Curt Cox wrote:
I'm curious why the new Writable interface was chosen rather than
using Serializable.
The Writable interface is subtly different than Serializable.
Serializable does not assume the class of stored values is known. So
each instance is tagged with its class. ObjectOutputStream and
ObjectInputStream optimize this somewhat, so that 5-byte handles are
written for instances of a class after the first. But object sequences
with handles cannot be then accessed randomly, since they rely on stream
state. This complicates things like sorting.
Writable, on the other hand, assumes that the application knows the
expected class. The application must be able to create an instance in
order to call readFields(). So the class need not be stored with each
instance. This results in considerably more compact binary files,
straightforward random access and generally higher performance.

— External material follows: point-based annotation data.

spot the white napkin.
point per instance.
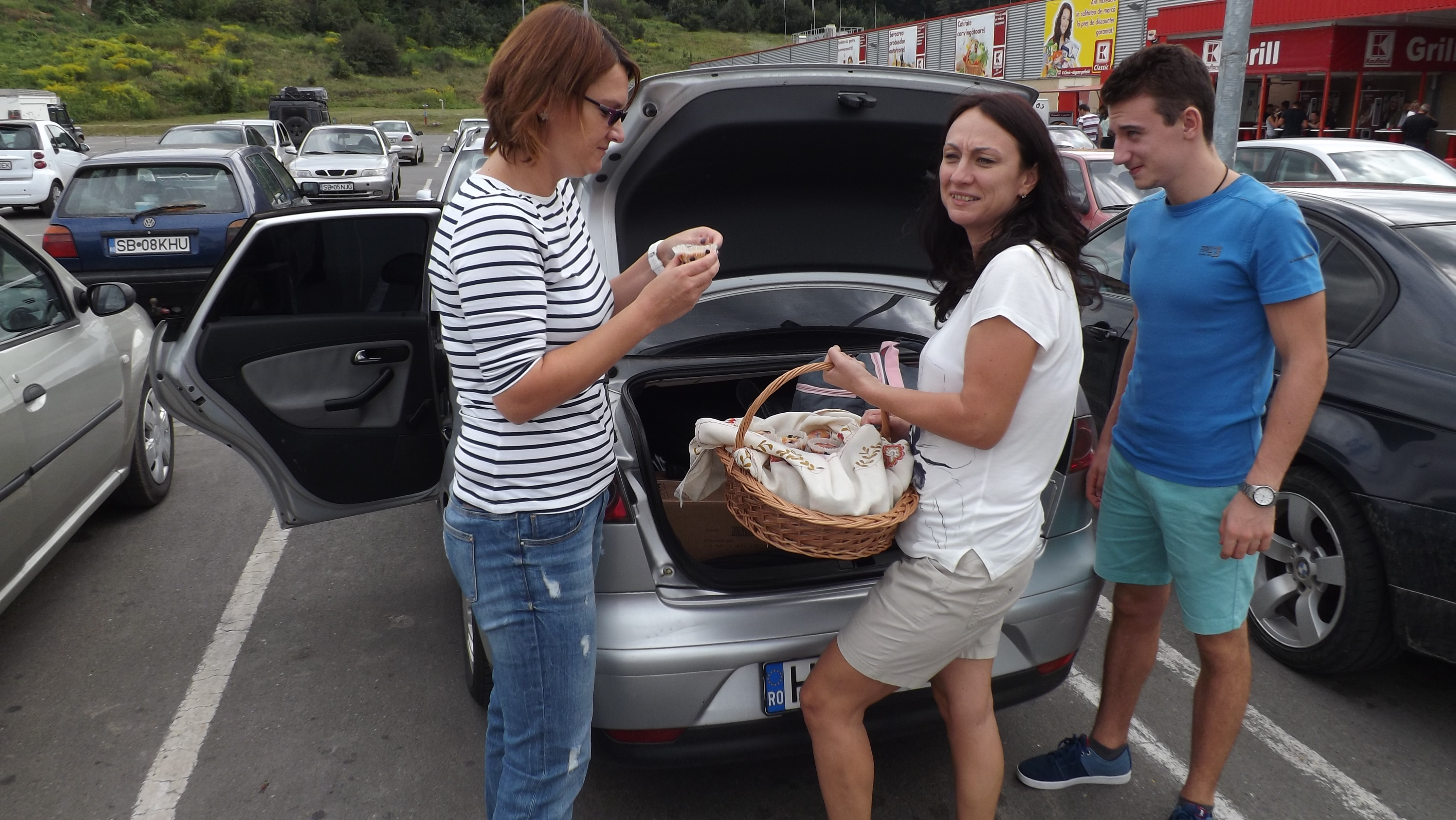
(862, 478)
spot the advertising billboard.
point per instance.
(1079, 37)
(908, 49)
(980, 46)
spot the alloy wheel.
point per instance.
(1299, 588)
(156, 437)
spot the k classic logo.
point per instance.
(1379, 50)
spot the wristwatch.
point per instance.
(1260, 494)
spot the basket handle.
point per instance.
(782, 381)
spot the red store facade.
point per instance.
(1353, 76)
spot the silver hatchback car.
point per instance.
(704, 634)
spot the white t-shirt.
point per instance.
(990, 500)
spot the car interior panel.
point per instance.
(321, 341)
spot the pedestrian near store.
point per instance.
(530, 325)
(1417, 129)
(1224, 274)
(998, 388)
(1090, 123)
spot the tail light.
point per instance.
(618, 512)
(59, 242)
(644, 734)
(1084, 445)
(1053, 666)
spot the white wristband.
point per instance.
(653, 261)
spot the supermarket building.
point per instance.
(1352, 64)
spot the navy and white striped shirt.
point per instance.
(516, 276)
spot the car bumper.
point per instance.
(653, 673)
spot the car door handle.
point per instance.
(357, 401)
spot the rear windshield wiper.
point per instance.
(168, 209)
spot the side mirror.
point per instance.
(105, 299)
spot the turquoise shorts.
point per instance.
(1154, 532)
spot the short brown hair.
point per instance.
(1174, 76)
(552, 56)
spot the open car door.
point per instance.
(312, 354)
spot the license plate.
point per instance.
(782, 682)
(129, 245)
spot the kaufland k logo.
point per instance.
(1379, 50)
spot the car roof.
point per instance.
(1396, 204)
(1327, 145)
(171, 153)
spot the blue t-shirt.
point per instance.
(1200, 276)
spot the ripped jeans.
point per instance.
(530, 582)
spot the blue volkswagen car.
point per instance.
(161, 218)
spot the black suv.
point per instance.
(1365, 556)
(301, 110)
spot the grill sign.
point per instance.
(129, 245)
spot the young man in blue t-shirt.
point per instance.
(1224, 274)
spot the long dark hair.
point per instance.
(1044, 215)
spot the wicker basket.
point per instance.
(797, 529)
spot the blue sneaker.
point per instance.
(1072, 764)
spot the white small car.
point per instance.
(37, 162)
(273, 133)
(1339, 159)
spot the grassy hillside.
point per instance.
(169, 72)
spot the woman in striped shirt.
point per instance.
(530, 327)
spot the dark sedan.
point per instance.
(159, 219)
(1365, 557)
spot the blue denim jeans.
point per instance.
(530, 580)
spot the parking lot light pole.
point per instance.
(1234, 54)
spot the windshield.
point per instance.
(222, 136)
(123, 191)
(1410, 168)
(1438, 242)
(343, 143)
(18, 139)
(467, 164)
(800, 308)
(1114, 186)
(1068, 137)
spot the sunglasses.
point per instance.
(612, 114)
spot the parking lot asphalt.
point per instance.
(347, 698)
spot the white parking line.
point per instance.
(1352, 794)
(1148, 743)
(175, 761)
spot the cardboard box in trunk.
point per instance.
(707, 529)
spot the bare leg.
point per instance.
(1132, 649)
(964, 695)
(835, 700)
(1219, 701)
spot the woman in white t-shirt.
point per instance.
(998, 388)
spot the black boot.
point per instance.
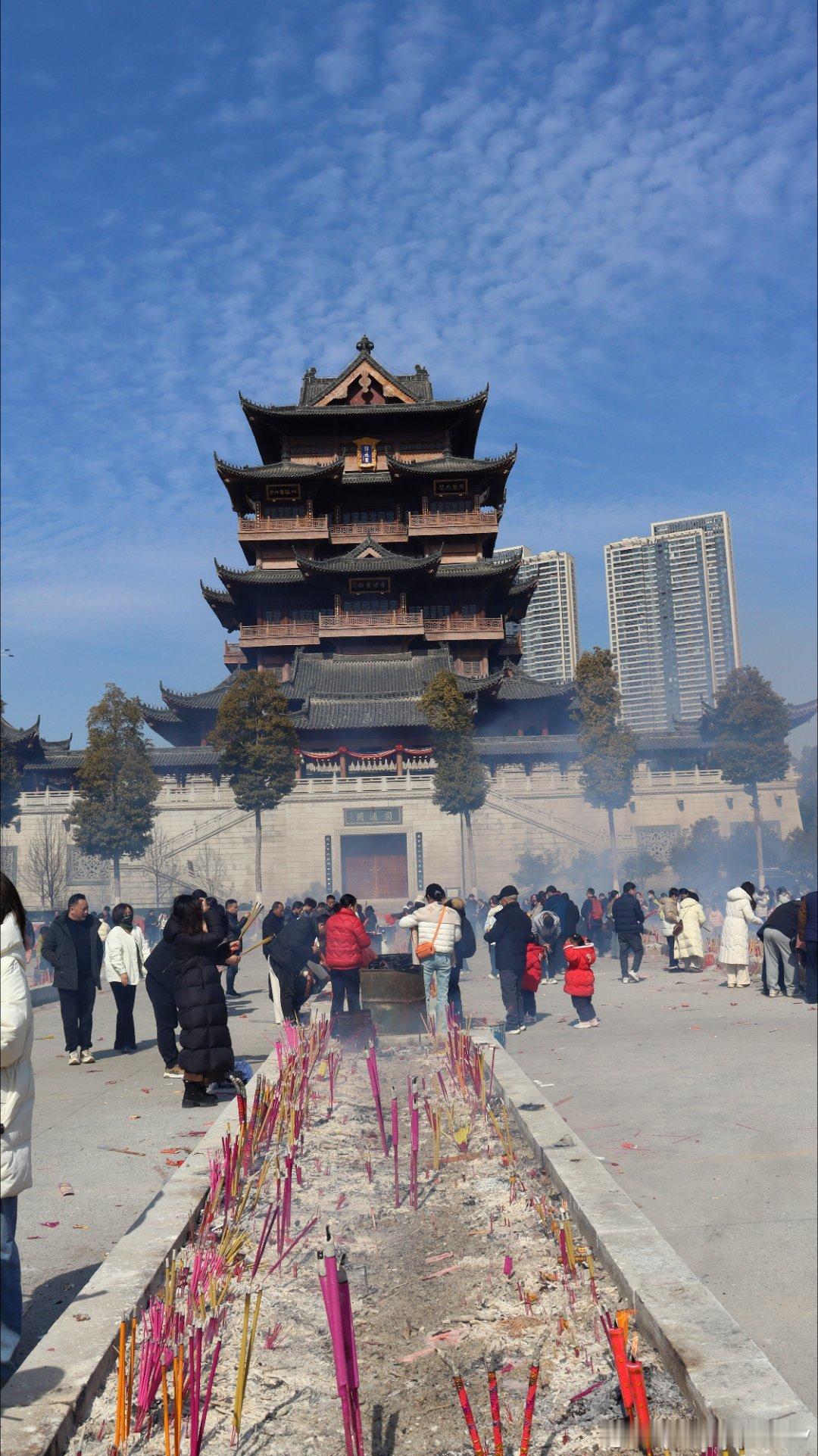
(195, 1096)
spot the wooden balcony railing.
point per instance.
(370, 624)
(379, 530)
(270, 634)
(445, 523)
(295, 526)
(464, 628)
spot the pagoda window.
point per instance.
(369, 602)
(443, 507)
(448, 487)
(366, 517)
(283, 513)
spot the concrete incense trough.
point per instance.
(459, 1251)
(723, 1372)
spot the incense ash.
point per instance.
(379, 1268)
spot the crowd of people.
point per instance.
(189, 962)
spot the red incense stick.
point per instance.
(497, 1421)
(530, 1401)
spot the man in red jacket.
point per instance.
(579, 957)
(347, 949)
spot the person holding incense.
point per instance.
(126, 957)
(510, 935)
(207, 1052)
(579, 957)
(436, 929)
(17, 1107)
(347, 949)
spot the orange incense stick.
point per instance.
(131, 1361)
(165, 1413)
(118, 1433)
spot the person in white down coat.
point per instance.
(126, 954)
(17, 1105)
(688, 944)
(740, 915)
(436, 924)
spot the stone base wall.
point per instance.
(540, 812)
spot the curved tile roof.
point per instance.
(451, 465)
(281, 471)
(366, 411)
(367, 558)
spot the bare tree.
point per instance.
(45, 869)
(210, 871)
(161, 865)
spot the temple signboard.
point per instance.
(364, 817)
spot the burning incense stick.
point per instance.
(395, 1136)
(464, 1405)
(636, 1376)
(120, 1429)
(530, 1399)
(494, 1405)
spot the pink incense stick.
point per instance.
(328, 1267)
(395, 1134)
(414, 1145)
(374, 1083)
(351, 1352)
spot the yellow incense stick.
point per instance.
(165, 1413)
(242, 1350)
(131, 1376)
(121, 1389)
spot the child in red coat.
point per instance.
(579, 957)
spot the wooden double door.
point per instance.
(373, 867)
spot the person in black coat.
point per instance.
(207, 1052)
(464, 948)
(161, 976)
(628, 919)
(73, 946)
(510, 937)
(289, 956)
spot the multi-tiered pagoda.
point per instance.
(369, 532)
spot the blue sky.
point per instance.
(603, 208)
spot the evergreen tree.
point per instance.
(9, 782)
(607, 747)
(461, 784)
(115, 806)
(257, 746)
(748, 730)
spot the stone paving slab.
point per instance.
(724, 1373)
(55, 1388)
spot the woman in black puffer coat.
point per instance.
(205, 1049)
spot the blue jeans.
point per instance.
(11, 1289)
(439, 965)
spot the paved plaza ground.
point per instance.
(702, 1101)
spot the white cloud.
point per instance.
(609, 223)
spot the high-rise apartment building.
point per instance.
(673, 622)
(721, 583)
(551, 626)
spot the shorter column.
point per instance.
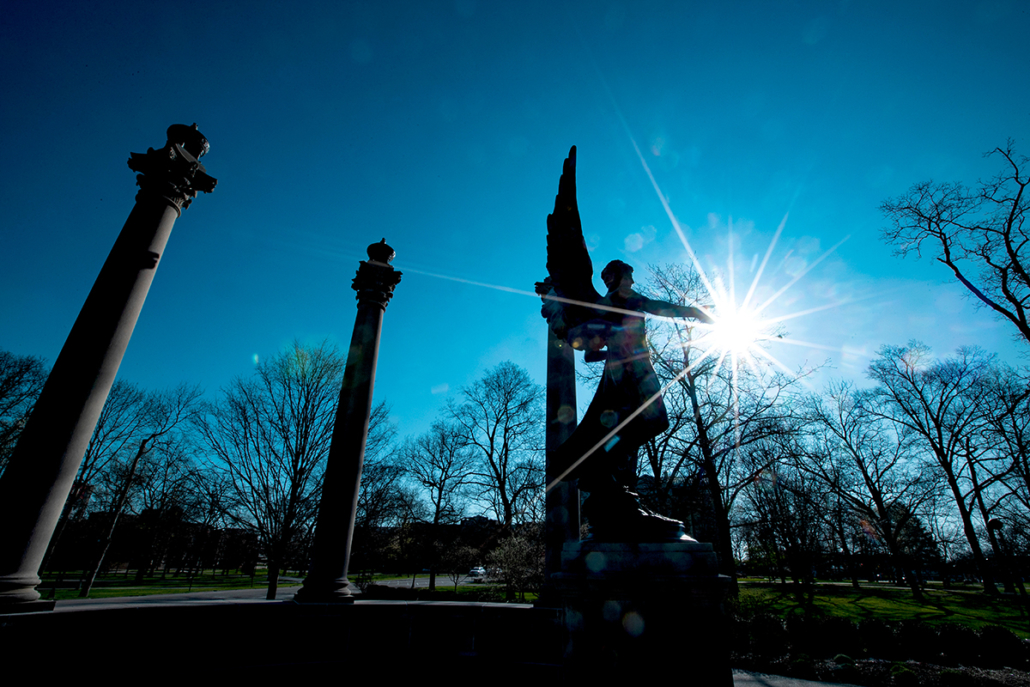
(327, 581)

Arguably Hadoop could use Serializable. One could override writeObject
or writeExternal for each class whose serialization was performance
critical. (MapReduce is very i/o intensive, so nearly every class's
serialization is performance critical.) One could implement
ObjectOutputStream.writeObjectOverride() and
ObjectInputStream.readObjectOverride() to use a more compact
representation, that, e.g., did not need to tag each top-level instance
in a file with its class. This would probably require as least as much
code as Haddop has in Writable, ObjectWritable, etc., and the code would
be a bit more complicated, since it would be trying to work around a
different typing model. But it might have the advantage of better
built-in version control. Or would it?
Serializable's version mechanism is to have classes define a static
named serialVersionUID. This permits one to protect against
incompatible changes, but does not easily permit one to implement
back-compatibility. For that, the application must explicitly deal with
versions. It must reason, in a class-specific manner, about the version
that was written while reading, to decide what to do. But
Serializeable's version mechanism does not support this any more or less
than Writable.
See, for example, the "Design Considerations" section of:
http://www.javaworld.com/javaworld/jw-02-2006/jw-0227-control_p.html
So, in summary, I don't think Serializable holds many advantages: it
wouldn't substantially reduce the amount of code, and it wouldn't solve
versioning.
Doug